Like “Rogue One: A Star Wars Story” and “Godzilla (2014),” “The Creator” is a visual story with a conventional narrative that only works thanks in part to Washington and Voyle’s performances and chemistry. Edwards brings out the beauty in each of the Southeast Asian shots by focusing on its dichotomy and showing how its people can work with A.I. technology. The lack of green screen use and shooting on location in places like Thailand’s particle accelerator gives the film a real-world world, not-too-distant future feel. Almost as if it was “Blade Runner” and “Apocalypse Now” had been shot as one film. And to see that with a massive defense space station like Nomad hovering above to shoot down any enemies also has an emotional weight to it, as we see how A.I. runs in fear at the sight of its luminous targeting system. And it is proficient in each attack as being caught by the light only means instant death from one of its missiles. Edwards wisely restrained its destruction as it’s nothing like a Death Star. However, watching as innocent humans and A.I. could die if they are hit with that targeting light still feels devastating.
Some of the smaller and more intimate scenes feel tangible as well. None more so than the one where Joshua and Alfie hide away in a Nepalese encampment, and its villagers are staging a defense against the Westerners who have unleashed self-destructive robots on one of their bridges. We see how A.I. and the villagers live in his idyllic world away from the masses or mega-city life, only to have that protection stripped away because the West wants to destroy Alfie. As such, they don’t have the same sophisticated weaponry as their hostile oppressors, making the audience sympathize with New Asia and A.I.’s defensive stance.
While the film touts outstanding visual effects, there’s also something spiritual about “The Creator.” The people of New Asia see A.I. as a messiah with more heart and humanity than Western soldiers – one soldier threatens to shoot a dog in front of a child and their mother. They even refer to the all-powerful A.I. creator as Nirmata – the Nepalese word for The Creator. Joshua begins to see A.I. in a new light when Alfie displays the ability to activate or put technology on standby simply by putting her hands together as if she were praying. Furthermore, Aflie questions what heaven is and how one gets there. Of course, Joshua provides an honest answer, but in a way a child can understand. In a surprising response, Alfie displays a sense of awareness that shows she understands who she is.

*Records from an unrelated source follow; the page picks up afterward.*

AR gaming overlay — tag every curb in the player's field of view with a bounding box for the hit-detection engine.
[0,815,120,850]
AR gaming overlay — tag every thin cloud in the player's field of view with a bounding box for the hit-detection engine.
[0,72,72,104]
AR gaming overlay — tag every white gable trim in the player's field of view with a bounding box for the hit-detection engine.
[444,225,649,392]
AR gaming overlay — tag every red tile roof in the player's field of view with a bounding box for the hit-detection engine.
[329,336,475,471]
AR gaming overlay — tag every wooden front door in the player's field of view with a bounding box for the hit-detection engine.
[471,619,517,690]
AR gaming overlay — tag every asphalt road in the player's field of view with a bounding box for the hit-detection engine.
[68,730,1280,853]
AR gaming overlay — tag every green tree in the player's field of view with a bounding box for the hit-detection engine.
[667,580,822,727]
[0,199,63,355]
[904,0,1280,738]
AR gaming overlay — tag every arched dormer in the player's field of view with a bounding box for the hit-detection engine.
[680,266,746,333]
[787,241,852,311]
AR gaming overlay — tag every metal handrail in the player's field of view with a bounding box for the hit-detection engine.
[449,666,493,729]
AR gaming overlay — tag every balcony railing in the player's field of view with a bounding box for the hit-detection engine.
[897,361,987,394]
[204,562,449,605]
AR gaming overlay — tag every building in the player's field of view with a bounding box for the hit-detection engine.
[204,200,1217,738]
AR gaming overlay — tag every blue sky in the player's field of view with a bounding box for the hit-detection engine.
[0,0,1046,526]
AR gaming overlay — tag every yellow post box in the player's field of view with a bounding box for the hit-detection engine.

“The Creator” is visually striking across the board, using clever camera angles and lenses to capture the character’s emotions and the beautiful grandeur of each location. Though the film is somewhat tonally inconsistent, it will strike up conversations about humanity’s relationship with A.I., what it means to be human, what it means to be alive, and if love can transcend that divide. While some of those questions may be answered in Joshua’s journey and arc, others will be left up for us to figure out.